Review: When Real Life Adds an Unexpected Round to the Fugue

Review: When Real Life Adds an Unexpected Round to the Fugue

The artwork of fugue is an additive one, an art of sequence. In that compositional manner, a concept launched by a person voice is successively taken up by many others, overlapping, normally in augmented or diminished kind. Every new arrival affects what has appear prior to.

The veteran choreographer Zvi Gotheiner designed his “The Artwork of Fugue,” partly established to Bach’s composition of that title, at the start out of this year. His enterprise, ZviDance, filmed a model of it for Montclair Condition University’s Peak Performances sequence. It was a “by adding our voices collectively, we can continue to make artwork for the duration of a pandemic” piece.

But then, in late March, Gotheiner, who is also a beloved dance teacher, had a stroke, which partly paralyzed the remaining aspect of his physique.

And when his “Art of Fugue” experienced its stay premiere — at New York Dwell Arts on Thursday, with Gotheiner seeing in a wheelchair — understanding of that occasion, like a late-arriving voice, modified the work. Much more than right before, the dance registered as a struggle to preserve going, a function of restoration.

It starts in silence, as if at the get started of a rehearsal, with a couple dancers amid folding chairs doing work out a phrase or remembering one particular — clapping out a rhythm, translating it into motion. Gradually, the relaxation of the adept eight-member cast comes and joins in, and soon we are looking at and hearing counterpoint.

When the to start with Bach recording plays, the relationship is clear. With out strictly mirroring the musical voices, the eclectic choreography mimics fugal form. It is extremely attuned to Bach’s rhythms, sounding them out with people-dance footwork. Robust, expansive, it does not handle the Bach politely. It rides the Baroque like a bronco.

And there are other voices. Joshua Higgason’s video projections often multiply a soloist’s impression, each copy or visible echo delayed so that the solo turns into a spherical. Other instances, the online video doubles blur, in a woozy double-eyesight impact. Typically the movie angle is from overhead, developing viewpoint shifts that the choreography also plays with: An early segment returns afterwards in a diverse orientation, as if the place had rotated 90 degrees.

This is all intriguing, even if some of the video effects seem gratuitous (the dancer trapped in a virtual web) or just odd (a fuzzy doughnut condition). The really obtrusive, diminishing voice is the digital tunes that alternates with the Bach, by Gotheiner’s longtime collaborator Scott Killian. With its minimal growls and excitement-saw leap-scares, it appears like unused scraps from a Hans Zimmer rating for “Inception” or “Dune.”
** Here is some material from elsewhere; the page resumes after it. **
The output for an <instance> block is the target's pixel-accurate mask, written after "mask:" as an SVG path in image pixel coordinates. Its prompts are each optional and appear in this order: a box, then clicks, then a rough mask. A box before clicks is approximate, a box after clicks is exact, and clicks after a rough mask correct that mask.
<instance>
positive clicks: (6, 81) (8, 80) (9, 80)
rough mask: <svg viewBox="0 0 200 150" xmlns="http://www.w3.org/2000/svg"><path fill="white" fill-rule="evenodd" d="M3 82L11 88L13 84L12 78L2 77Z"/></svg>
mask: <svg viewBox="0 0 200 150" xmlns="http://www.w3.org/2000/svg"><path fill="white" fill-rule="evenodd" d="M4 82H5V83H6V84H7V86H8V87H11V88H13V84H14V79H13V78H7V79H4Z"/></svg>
Rather than currently being out of character with the choreography, even though, Killian’s score regrettably matches a excellent of unconvincing emotional excessive in it. Even the Bach sections are laden with portentous, hefty-handed gestures, making an attempt way too really hard to squeeze out the which means in Bach’s math. An early solo by the arrow-like Nat Wilson is compellingly schizophrenic, but considerably else overshoots, like the ending, which seems to be like a 12-stage conference for dancers who have misplaced their feeling of harmony.

On Thursday, however, this ending was not quite the close. And what happened next was theatrical and more than-the-top rated and fully persuasive. All through the bows, Gotheiner arrived in his wheelchair. In response to a standing ovation from followers and pupils, he rose to his toes. And walked. And enable go of his cane to elevate his ideal arm. It was like one thing not out of a Bach fugue, but a Bach mass.